- Interactive map of Krông Bông district
- Country: Vietnam
- Region: Central Highlands
- Province: Đắk Lắk
- Capital: Krông Kmar

Area
- • Land: 480 sq mi (1,250 km^{2})

Population (2018)
- • Total: 94,560
- Time zone: UTC+7 (Indochina Time)

= Krông Bông district =

Krông Bông is a former rural district of Đắk Lắk province, Central Highlands (Vietnam).

==History==
Its name originates from Krông-bông, which is one of the two branches of Krông-ană. It means "the windy river" in Rhade language.

==Geography==
===Administration===
The capital of Krông Bông rural district is Krông Kmar township ("the stormy river").

Besides, there are 13 communes : Hòa Sơn, Hòa Lễ, Hòa Phong, Hòa Thành, Hòa Tân, Cư Kty, Yàng Réh, Eă Trul, Yàng Mao, Yàng Kang, Cư Drăm, Cư Pui and Khuê Ngọc Điền.
===Landscapes===
A high percentage of the area is covered by tropical forest, therefore, Krông Bông's climate is relatively cool and pleasant. The average temperature is about 25 degrees Celsius.

In addition, Krông Bông has one of the largest national parks of Vietnam, Cư-yàng-sin National Park, which is named after the highest mountain in Đắk Lắk province.

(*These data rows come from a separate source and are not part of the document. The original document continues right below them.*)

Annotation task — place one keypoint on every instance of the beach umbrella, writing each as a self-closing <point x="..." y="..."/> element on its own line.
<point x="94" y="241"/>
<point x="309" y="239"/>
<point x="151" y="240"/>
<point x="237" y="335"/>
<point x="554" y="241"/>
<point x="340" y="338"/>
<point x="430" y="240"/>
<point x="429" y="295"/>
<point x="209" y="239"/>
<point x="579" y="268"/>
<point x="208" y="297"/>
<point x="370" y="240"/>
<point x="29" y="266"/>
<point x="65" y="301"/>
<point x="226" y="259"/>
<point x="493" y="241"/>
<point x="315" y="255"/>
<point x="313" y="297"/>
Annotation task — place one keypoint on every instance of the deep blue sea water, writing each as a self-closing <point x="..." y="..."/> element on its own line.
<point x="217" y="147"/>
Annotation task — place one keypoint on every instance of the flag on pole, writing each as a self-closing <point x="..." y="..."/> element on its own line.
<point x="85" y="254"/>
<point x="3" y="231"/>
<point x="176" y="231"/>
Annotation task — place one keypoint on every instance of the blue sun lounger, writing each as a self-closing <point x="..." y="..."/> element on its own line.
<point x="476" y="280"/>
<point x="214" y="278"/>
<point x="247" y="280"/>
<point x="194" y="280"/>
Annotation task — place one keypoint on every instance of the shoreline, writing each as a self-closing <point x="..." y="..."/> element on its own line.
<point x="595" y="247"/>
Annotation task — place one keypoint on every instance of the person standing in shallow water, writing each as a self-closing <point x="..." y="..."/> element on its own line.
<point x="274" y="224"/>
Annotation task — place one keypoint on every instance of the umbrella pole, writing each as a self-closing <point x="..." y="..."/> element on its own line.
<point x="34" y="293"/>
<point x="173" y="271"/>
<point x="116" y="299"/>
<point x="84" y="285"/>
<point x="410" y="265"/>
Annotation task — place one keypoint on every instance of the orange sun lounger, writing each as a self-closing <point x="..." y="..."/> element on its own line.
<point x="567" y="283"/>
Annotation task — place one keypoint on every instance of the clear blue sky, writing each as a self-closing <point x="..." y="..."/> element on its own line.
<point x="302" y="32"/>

Krông Kmar, the main town of Krông Bông, is a small town in a valley surrounded by the Chư Yang Sin mountain system.

==Economy==

Unlike many other districts of Đắk Lắk, coffee is not the main crop due to Krông Bông's environmental conditions, such as the lack of red basaltic soil. Cashew, cassava and pepper are the most important agricultural products.

A large power plant has been built at Krông Kmar Waterfall—one of the most beautiful waterfalls in Đắk Lắk—to supply electricity for the entire surrounding area.

As of 2003, the district had a population of 82,530. The district covers an area of 1,250 km^{2}. The district capital lies at Krông Kmar.